Reviewed by GREG KING
Director: Ari Aster
Stars: Florence Pugh, Jack Reynor, Will Poulter, Vilhelm Blomgren, William Jackson Harper.
This disturbing horror film is the sophomore feature from Ari Aster, whose previous film was Hereditary, which was regarded as one of the best horror films of recent years.
The film is set mainly in an isolated Swedish community that is celebrating their harvest with a special nine-day festival that is held only once every ninety years. Along to witness the celebrations is American psychology student Christian (Jack Reynor, from Sing Street, etc), who has been invited by his friend Pelle (Vilhelm Blomgren in his film debut), an exchange student. Christian also brings along his girlfriend Dani (Florence Pugh), a graduate student who is still reeling from the suicide of her parents.
Christian and Dani head off to the secluded community known as the Harga. The Harga have their own language, customs, history and traditions. Christian, Dani and Pelle are accompanied by fellow anthropology student Josh (William Jackson Harper, from Paterson, etc), who is writing a thesis on European midsummer rituals and folklore, and Mark (Will Poulter, from The Maze Runner series, etc), who just wants to get laid. Pelle, who grew up in this isolated community is keen to reconnect with his family.
The group experiences community meals, some strange and archaic seeming rituals and ceremonies. But an increasing sense of dread permeates the gathering as what starts out as a series of benign rituals soon takes a turn into more malevolent and unsettling territory. The rituals become more pagan in nature, and there are a couple of high impact gory deaths that further unsettle our protagonists. But the Harga elders have logical and plausible explanations for everything that occurs.

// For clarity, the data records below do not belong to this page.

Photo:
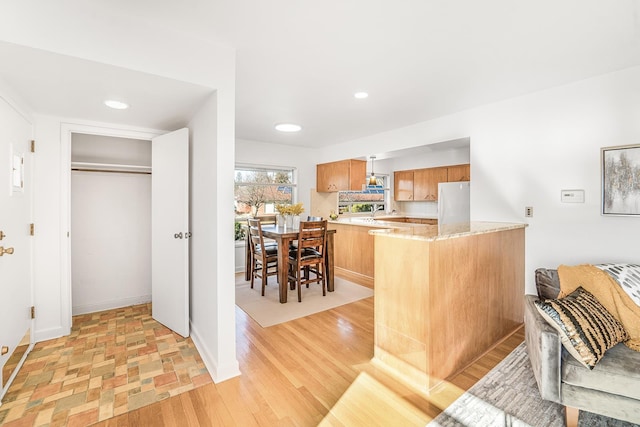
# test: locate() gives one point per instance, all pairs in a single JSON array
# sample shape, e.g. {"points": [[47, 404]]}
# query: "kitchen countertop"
{"points": [[435, 232], [377, 222]]}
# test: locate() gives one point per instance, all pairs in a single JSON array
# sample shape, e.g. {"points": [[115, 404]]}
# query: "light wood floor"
{"points": [[308, 372]]}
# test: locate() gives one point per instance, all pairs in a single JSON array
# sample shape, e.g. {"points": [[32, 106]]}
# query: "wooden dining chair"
{"points": [[312, 245], [264, 257]]}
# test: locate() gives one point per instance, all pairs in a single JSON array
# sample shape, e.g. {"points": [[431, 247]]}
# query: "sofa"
{"points": [[611, 388]]}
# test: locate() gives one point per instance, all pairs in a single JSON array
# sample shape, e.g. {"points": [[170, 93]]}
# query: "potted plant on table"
{"points": [[290, 214]]}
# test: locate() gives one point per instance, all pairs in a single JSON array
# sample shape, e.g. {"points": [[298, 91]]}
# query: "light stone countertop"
{"points": [[436, 232], [377, 222]]}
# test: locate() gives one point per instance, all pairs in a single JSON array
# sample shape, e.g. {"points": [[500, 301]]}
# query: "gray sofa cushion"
{"points": [[547, 283], [618, 372]]}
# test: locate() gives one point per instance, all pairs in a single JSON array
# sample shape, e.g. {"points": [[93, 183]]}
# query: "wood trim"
{"points": [[354, 277]]}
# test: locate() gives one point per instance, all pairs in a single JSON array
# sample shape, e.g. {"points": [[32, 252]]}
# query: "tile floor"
{"points": [[113, 362]]}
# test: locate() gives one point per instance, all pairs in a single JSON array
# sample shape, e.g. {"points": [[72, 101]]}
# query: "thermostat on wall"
{"points": [[572, 196]]}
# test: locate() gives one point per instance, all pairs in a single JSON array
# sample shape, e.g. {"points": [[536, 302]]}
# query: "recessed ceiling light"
{"points": [[118, 105], [288, 127]]}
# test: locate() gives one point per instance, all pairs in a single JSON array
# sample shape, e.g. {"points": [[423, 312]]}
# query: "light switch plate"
{"points": [[572, 196]]}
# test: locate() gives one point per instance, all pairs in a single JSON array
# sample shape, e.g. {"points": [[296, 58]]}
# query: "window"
{"points": [[372, 198], [258, 189]]}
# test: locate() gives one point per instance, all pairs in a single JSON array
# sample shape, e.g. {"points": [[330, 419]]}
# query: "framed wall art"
{"points": [[621, 180]]}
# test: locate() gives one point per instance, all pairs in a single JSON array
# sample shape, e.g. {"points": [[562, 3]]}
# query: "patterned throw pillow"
{"points": [[586, 328], [627, 276]]}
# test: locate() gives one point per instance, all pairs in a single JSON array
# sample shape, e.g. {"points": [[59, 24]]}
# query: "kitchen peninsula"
{"points": [[444, 296], [354, 245]]}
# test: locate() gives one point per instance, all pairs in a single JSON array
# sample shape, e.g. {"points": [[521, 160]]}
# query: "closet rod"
{"points": [[110, 171]]}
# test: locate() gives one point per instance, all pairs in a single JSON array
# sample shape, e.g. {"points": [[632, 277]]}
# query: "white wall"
{"points": [[525, 150], [212, 263], [131, 43], [110, 240]]}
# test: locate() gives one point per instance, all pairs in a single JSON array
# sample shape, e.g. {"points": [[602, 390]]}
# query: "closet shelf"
{"points": [[109, 167]]}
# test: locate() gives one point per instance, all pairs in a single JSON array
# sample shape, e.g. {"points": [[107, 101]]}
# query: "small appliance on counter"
{"points": [[454, 202]]}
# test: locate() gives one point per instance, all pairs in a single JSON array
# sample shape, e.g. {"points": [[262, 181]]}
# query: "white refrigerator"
{"points": [[454, 202]]}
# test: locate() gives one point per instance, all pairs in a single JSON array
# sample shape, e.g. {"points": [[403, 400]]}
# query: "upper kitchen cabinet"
{"points": [[403, 186], [425, 183], [343, 175], [459, 173]]}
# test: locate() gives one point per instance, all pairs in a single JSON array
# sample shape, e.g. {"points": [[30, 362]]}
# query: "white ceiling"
{"points": [[302, 61]]}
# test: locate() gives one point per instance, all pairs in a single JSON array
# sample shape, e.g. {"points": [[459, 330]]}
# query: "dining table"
{"points": [[284, 235]]}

Written by Aster, this is a disquieting and dark tale that explores some big ideas and themes about culture, the clash of cultures, tradition, cults, and even relationships. Midsommar is a slow burn and deliberately paced and disturbing horror film as it works towards its denouement. The film’s ending seems heavily influenced by Robin Hardy’s 1973 cult classic The Wicker Man. Aster’s direction is quite stylish, and there are some viscerally unsettling moments. Usually most horror films are set at night or in dark creepy locations, but here the days are long, with long hours of daylight that somehow become creepy in Aster’s hands.
Cinematographer Pawel Pogorzelski (who worked with Aster on the visuals of Hereditary, etc) creates an evocative atmosphere with his bright sun saturated visuals, often working with long takes, and close ups that gives the material a claustrophobic feel. There are some effectively unsettling special effects as well. The bucolic village is effectively brought to life with some unique production design from Henrik Svensson and some elaborate costumes from Andrea Flesch.
Pugh, who had such a chilling presence in Lady Macbeth, again brings a strong emotional quality to her character, who is still struggling with a sense of loss and grief. Some in the audience may also struggle to accept her final decision. English actor Poulter is given surprisingly little to do here as the arrogant and horny Mark, and his presence barely registers.
At a leisurely 147 minutes, and without any real jump scares, Midsommar may not be to everyone’s taste, but it certainly takes audiences out of their comfort zone and into territory not often seen on the screen.